With a window into family happiness at tail ends of the film contrasting their currently crumbling lives, the three brothers are developed as realistically flawed yet loveable characters. Much like the works of J.J. Abrams and Wes Anderson, they not only provide gripping and believable performances but feel like representations of the director’s childhood experience. Their clashing personalities and poignant issues powerfully affect their families’ structure, yet their ailments allow for genuine comedic moments. They become more believable with every van malfunction, expression of bodily function and revelation of inner thoughts and desires. The characters also symbolise a separation between imagination and reality.
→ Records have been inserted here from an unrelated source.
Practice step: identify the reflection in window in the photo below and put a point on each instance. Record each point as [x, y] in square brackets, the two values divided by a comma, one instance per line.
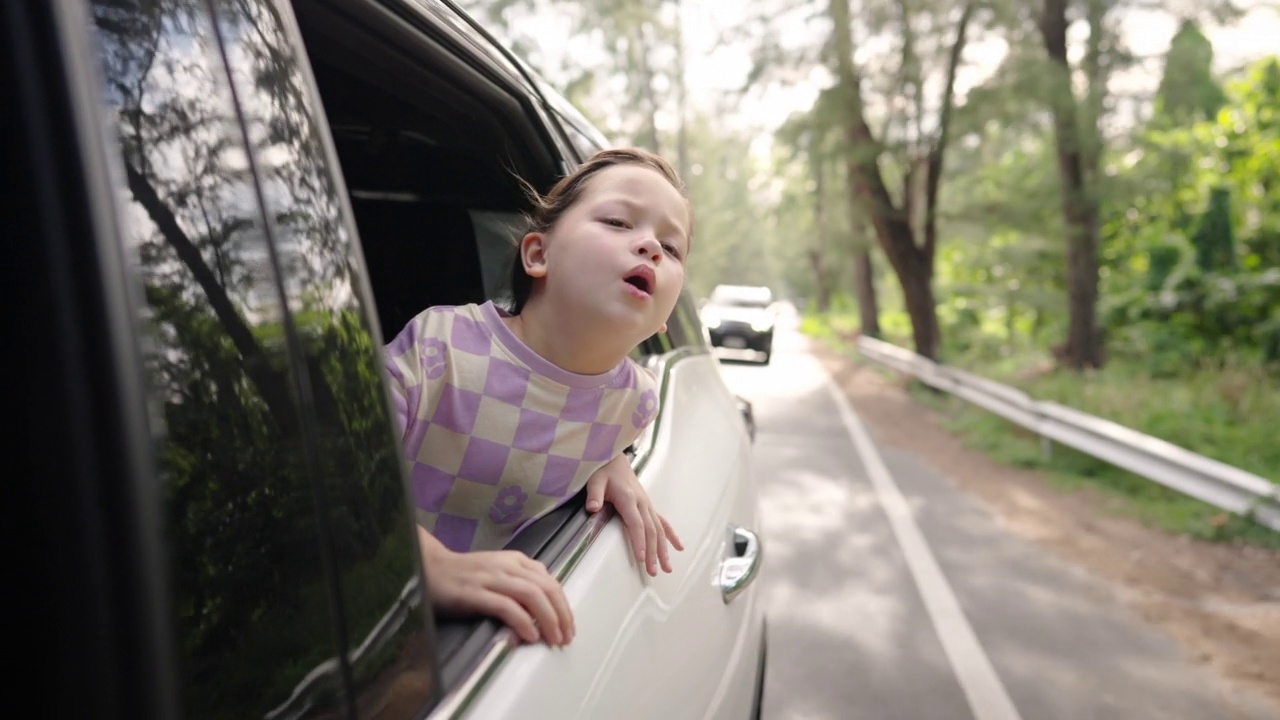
[252, 597]
[355, 458]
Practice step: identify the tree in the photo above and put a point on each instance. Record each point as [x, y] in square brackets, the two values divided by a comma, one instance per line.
[895, 231]
[1188, 90]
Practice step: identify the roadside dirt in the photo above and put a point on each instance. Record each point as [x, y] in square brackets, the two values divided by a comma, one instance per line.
[1220, 601]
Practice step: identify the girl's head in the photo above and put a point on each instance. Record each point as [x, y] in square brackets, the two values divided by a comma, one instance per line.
[635, 195]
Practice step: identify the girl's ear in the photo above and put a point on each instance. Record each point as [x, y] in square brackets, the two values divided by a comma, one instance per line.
[533, 254]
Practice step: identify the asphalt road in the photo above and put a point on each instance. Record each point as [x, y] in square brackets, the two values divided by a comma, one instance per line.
[891, 595]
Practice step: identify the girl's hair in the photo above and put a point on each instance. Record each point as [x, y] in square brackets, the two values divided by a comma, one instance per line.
[565, 194]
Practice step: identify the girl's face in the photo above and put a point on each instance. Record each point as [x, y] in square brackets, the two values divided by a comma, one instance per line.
[618, 254]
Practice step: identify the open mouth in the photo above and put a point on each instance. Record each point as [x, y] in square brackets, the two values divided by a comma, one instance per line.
[640, 278]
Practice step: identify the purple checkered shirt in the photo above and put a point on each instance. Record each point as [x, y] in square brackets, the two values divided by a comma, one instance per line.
[496, 434]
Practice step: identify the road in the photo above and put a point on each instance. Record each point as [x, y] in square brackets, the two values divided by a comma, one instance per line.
[892, 595]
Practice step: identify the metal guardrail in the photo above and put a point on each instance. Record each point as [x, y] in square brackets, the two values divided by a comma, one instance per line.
[1214, 482]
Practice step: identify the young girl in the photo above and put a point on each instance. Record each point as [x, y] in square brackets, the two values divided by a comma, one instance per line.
[506, 414]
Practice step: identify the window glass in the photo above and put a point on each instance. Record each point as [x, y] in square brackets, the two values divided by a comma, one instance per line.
[252, 598]
[355, 456]
[250, 595]
[584, 145]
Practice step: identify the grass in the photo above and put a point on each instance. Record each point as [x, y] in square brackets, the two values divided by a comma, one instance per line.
[1229, 413]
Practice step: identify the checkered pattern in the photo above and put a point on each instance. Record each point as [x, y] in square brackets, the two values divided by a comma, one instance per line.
[498, 436]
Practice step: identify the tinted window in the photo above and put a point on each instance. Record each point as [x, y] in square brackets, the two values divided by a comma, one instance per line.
[684, 328]
[355, 456]
[252, 600]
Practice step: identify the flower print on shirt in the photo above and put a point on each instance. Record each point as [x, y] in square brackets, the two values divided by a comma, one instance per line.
[433, 358]
[508, 505]
[645, 409]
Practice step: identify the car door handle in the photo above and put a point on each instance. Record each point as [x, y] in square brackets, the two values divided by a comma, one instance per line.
[741, 561]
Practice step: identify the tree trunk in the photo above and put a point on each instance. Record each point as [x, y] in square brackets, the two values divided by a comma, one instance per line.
[1083, 347]
[822, 278]
[864, 286]
[913, 263]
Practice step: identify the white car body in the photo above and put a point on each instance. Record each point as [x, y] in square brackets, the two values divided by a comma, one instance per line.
[673, 632]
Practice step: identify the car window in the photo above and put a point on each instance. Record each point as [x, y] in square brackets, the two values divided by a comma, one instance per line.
[251, 560]
[352, 452]
[684, 329]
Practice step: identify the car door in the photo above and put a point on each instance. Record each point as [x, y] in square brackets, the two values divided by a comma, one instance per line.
[384, 636]
[229, 525]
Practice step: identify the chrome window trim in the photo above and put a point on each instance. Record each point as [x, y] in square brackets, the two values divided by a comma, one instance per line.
[458, 700]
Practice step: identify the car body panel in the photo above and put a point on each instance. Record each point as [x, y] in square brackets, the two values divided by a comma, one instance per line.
[240, 500]
[673, 632]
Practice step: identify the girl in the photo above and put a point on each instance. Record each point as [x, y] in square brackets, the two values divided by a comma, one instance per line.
[506, 414]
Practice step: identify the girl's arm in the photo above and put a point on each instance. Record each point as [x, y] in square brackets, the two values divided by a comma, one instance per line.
[504, 584]
[649, 532]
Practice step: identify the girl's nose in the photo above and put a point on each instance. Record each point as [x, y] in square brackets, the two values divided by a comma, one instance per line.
[649, 247]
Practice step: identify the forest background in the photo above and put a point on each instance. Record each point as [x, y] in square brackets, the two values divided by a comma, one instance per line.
[1078, 197]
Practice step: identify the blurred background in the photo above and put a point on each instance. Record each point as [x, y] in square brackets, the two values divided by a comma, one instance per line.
[1078, 199]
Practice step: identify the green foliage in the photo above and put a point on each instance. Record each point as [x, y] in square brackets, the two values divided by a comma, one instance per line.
[1188, 90]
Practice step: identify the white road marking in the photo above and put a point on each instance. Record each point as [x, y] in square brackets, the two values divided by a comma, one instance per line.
[988, 700]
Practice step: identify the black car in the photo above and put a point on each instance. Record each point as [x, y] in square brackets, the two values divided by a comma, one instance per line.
[215, 212]
[741, 318]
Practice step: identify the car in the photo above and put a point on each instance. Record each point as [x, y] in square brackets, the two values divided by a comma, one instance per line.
[216, 213]
[741, 318]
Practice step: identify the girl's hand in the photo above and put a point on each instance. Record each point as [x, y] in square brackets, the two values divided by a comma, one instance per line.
[649, 532]
[504, 584]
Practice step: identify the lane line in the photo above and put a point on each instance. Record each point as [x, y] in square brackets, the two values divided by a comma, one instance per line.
[988, 700]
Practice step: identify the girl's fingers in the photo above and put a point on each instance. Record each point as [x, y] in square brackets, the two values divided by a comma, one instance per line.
[511, 613]
[671, 533]
[534, 600]
[650, 537]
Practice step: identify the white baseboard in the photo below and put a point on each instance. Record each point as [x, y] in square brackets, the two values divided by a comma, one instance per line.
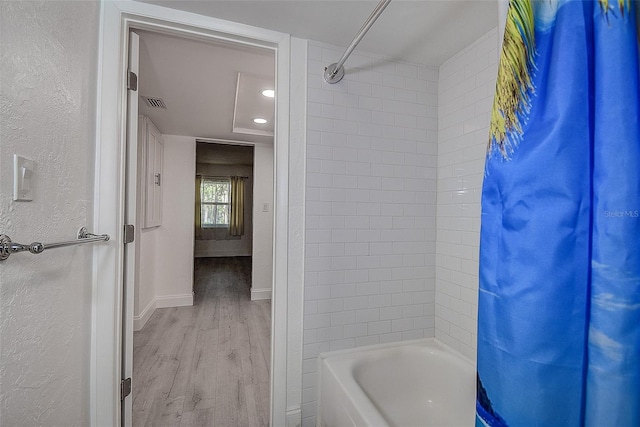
[174, 300]
[145, 315]
[160, 302]
[259, 294]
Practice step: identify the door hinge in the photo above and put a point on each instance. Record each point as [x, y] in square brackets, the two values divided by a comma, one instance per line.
[129, 233]
[132, 81]
[125, 388]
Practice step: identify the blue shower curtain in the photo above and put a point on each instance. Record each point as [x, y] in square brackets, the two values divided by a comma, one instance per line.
[559, 300]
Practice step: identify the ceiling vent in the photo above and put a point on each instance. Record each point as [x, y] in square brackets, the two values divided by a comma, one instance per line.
[154, 102]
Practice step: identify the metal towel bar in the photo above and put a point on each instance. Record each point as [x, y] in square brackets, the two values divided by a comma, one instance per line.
[7, 247]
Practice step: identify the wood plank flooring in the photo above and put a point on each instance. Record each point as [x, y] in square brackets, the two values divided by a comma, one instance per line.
[206, 365]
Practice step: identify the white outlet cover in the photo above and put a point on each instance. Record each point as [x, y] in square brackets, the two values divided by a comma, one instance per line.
[23, 178]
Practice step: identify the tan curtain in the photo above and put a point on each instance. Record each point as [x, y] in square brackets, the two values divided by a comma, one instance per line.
[236, 222]
[198, 210]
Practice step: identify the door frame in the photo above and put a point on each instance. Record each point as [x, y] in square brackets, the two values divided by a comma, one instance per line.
[117, 18]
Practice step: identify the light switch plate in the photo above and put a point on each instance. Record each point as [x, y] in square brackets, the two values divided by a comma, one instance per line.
[23, 178]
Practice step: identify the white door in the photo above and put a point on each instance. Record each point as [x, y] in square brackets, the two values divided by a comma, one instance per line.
[130, 213]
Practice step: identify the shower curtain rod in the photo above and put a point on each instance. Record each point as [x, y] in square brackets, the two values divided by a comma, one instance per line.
[335, 72]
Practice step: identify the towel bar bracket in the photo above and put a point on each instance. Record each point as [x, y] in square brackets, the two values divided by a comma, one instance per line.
[7, 247]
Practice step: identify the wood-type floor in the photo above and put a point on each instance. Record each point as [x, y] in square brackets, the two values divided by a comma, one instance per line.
[206, 365]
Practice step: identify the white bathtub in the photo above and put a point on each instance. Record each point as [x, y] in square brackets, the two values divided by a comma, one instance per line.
[407, 384]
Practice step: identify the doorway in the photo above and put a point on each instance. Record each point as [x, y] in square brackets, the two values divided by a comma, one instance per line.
[286, 348]
[181, 340]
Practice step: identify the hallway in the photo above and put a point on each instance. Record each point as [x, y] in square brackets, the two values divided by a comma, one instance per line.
[206, 365]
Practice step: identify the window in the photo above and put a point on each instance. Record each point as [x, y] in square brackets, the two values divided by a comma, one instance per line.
[215, 202]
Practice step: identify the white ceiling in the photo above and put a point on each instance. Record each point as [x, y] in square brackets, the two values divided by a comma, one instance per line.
[197, 80]
[427, 32]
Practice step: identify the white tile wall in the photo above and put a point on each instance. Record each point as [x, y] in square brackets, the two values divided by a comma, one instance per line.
[465, 97]
[370, 208]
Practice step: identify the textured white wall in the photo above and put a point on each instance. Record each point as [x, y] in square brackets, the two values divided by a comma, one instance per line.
[370, 208]
[465, 96]
[48, 63]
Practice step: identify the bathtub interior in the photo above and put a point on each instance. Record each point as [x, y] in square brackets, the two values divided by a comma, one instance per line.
[421, 382]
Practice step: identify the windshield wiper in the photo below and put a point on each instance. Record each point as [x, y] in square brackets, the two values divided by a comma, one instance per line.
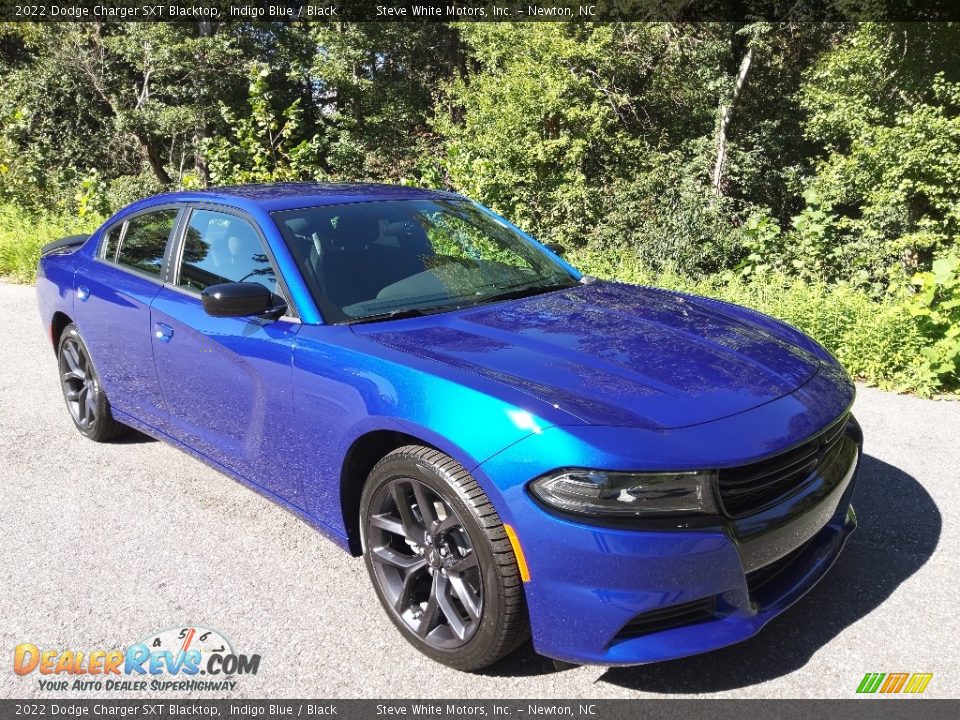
[526, 291]
[401, 313]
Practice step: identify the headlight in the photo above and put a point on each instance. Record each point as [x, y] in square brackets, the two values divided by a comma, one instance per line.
[595, 492]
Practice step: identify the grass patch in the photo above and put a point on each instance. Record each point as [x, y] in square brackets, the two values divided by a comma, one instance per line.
[878, 341]
[22, 235]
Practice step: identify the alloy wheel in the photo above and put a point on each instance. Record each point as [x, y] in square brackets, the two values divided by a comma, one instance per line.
[80, 388]
[425, 563]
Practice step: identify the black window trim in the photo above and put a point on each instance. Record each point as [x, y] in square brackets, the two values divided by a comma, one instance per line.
[177, 243]
[124, 223]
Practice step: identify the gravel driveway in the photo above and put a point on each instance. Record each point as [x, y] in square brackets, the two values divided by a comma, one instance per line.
[103, 544]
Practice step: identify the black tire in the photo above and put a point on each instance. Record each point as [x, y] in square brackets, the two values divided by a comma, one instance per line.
[461, 572]
[82, 392]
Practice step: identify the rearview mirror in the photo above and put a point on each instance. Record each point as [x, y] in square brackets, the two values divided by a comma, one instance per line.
[237, 300]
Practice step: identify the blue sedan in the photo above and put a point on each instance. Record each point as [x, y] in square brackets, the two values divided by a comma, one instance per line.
[624, 474]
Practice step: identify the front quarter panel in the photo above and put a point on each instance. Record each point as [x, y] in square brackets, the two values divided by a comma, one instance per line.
[346, 386]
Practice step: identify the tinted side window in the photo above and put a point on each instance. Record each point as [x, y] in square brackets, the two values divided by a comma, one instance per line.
[146, 239]
[109, 242]
[223, 248]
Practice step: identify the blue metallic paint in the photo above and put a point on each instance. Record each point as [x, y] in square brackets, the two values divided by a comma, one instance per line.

The transformational Stand By Me elements of their journey on the road to personal development and realisation, along with Scwally’s immense infatuation with an important item, define important issues created by youth when faced with unavoidable experiences and difficult yet vital decisions.
My Brothers, a current hit at film festivals around the world, is an emotionally gripping experience. The sympathetic characters and bittersweet narrative create a realistic representation of the dramatic shifts in any desperate family when faced with loss.
Verdict: An emotionally powerful journey of family connection.